Il vient de s’assurer davantage que les époux Bertrand n’ont pas cherché lui accrocher leur jeune fille au bras, convoité une mirifique alliance. Sinon, leur ruse n’aurait pas d’égale, et ils sont les êtres les plus ouverts, les plus spontanés, les plus honnêtes qui se voient. Ils pensent de leur Lucile un monceau de bonnes choses : qui pourrait leur en amoindrir le droit ? Jean préfère n’avoir, en leur manière de lui parler d’elle, relevé aucun système de louanges tendancieuses, aucune mise en valeur pour le mariage, rien de cet étalage de perfections qui horripile. Dans leur éloge, il n’y avait que de l’affection vivante et simple, de la reconnaissance touchante…

En quelques semaines, François Bertrand a reconstruit sa vigueur et son élan au travail. Sa gaieté saine et large retentit comme autrefois Germaine peu à peu se familiarise au triomphe, selon son expression, de le « posséder au complet »…

Ainsi donc, ils ont causé, depuis un quart d’heure environ, — il est huit heures — à l’intérieur d’un salon peu cossu, les deux époux modestes, leur Lucile et Jean. Thérèse, à l’esprit de laquelle on ne s’est pas adressé, n’a pas dénoué ses lèvres jolies et graves.

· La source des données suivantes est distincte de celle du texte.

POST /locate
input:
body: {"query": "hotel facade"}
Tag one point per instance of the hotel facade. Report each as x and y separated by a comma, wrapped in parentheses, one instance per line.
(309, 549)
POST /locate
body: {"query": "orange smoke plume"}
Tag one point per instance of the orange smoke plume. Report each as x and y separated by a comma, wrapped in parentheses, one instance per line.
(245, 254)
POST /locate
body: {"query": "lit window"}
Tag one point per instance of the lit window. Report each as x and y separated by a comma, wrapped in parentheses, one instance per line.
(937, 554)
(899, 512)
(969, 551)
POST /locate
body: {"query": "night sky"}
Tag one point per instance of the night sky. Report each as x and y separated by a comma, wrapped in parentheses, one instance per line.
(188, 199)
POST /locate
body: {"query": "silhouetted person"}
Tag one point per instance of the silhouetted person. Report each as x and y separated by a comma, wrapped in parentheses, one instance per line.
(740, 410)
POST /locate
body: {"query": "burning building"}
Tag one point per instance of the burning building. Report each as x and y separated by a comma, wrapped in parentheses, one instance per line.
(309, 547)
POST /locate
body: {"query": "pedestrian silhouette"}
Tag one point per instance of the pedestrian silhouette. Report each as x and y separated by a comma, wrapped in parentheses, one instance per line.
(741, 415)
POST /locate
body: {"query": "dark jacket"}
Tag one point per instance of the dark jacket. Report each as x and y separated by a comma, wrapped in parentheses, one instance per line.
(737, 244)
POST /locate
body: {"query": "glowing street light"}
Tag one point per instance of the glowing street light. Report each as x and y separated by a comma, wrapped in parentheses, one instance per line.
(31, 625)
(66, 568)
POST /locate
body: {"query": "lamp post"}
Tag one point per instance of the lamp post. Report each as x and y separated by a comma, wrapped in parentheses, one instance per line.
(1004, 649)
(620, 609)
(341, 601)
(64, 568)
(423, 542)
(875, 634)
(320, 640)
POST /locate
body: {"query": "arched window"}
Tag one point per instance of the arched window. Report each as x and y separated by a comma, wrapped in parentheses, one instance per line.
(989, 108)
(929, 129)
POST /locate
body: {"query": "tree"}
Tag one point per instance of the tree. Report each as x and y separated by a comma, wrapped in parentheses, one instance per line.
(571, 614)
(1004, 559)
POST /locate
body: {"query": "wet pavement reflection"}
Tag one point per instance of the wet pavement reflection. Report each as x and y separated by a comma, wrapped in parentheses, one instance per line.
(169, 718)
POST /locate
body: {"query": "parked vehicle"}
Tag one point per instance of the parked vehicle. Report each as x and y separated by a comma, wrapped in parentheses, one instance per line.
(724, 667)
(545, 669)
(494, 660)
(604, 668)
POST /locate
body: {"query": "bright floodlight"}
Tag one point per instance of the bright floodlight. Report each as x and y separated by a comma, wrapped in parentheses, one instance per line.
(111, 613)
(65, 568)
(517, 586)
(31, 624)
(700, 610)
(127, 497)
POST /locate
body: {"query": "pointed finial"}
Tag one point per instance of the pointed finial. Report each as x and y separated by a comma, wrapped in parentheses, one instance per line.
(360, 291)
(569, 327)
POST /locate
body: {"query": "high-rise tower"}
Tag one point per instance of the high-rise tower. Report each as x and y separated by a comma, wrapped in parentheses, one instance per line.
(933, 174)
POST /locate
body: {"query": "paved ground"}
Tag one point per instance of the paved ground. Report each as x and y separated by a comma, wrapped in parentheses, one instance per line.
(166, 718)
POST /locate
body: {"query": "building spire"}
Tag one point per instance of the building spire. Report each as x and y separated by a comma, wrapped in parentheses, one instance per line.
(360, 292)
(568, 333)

— Après le bon Dieu, c’est à vous que je dois le plus ! avait redit Germaine à Jean qui vantait l’ouvrier de sa ferme carrure.

Le jeune médecin, une seconde, ressentit la honte de celui qui craint d’avoir recherché la gratitude. Impulsif, il s’écria :

— Le médecin de famille a tout fait ! J’ai peut-être ajouté à l’espérance qu’il fallait… mais il fut le sauveur, lui, j’y tiens !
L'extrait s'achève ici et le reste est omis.